「半年前くらいにバイクで事故ってさ。最初は頭部外傷後のストレスかららしいんだけど。まあ、煙草吸ってるからなあ」
「え?」
「俺、一人暮らしで結構外食とかファーストフードが多いからすぐには気付かなかったんだ。でも今は前よりは良くなってるし、亜鉛欠乏症も若干あるけど……まあ平気」
心因性味覚障害? 味覚障害……。
「あーだからか。あんな苦いコーヒーを普通に飲んでたのは」
滅茶苦茶濃く入れたコーヒーを、なんのリアクションもなく飲んだのはそういう理由か……。
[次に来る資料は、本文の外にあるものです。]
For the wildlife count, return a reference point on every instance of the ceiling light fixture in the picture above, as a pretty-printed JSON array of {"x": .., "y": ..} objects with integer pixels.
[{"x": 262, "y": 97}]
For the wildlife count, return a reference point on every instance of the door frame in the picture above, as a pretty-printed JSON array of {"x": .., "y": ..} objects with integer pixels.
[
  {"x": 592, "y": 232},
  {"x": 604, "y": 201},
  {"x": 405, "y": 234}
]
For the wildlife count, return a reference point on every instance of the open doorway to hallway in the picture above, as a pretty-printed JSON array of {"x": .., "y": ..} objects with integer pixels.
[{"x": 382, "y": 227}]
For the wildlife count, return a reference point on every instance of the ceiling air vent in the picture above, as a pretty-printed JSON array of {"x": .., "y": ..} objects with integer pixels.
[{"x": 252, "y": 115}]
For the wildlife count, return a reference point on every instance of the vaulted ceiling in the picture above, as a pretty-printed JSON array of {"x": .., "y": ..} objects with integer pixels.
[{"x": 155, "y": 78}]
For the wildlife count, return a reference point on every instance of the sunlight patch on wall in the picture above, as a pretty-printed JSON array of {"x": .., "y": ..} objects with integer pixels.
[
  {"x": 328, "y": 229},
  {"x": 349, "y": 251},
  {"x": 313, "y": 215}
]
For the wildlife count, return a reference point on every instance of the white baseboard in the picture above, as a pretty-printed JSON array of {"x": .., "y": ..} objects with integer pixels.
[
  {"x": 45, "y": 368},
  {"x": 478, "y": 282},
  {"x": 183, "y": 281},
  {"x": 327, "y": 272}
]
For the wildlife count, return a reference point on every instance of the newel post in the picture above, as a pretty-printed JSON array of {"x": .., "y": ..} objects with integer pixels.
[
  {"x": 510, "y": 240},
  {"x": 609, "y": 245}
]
そういえばその時『耕太の舌はバカなんだよ』ってカイさん言ってたな。
「え? じゃあ、カイさんも味覚障害なの?」
確かにあの時、耕太はカイさんに『てめえに言われたくねー』って言ってたよねえ?
「ん?ああ、あれは別物。 どんなにまずいって言われてる食べ物でもカイは『美味い』って言うんだよ」
ふぅん、と納得しているあたしの手はいつの間にか耕太の頬から滑り落ちていて。
それをぎゅっと掴んだ耕太は「梨海」と呟きながら顔を近付ける。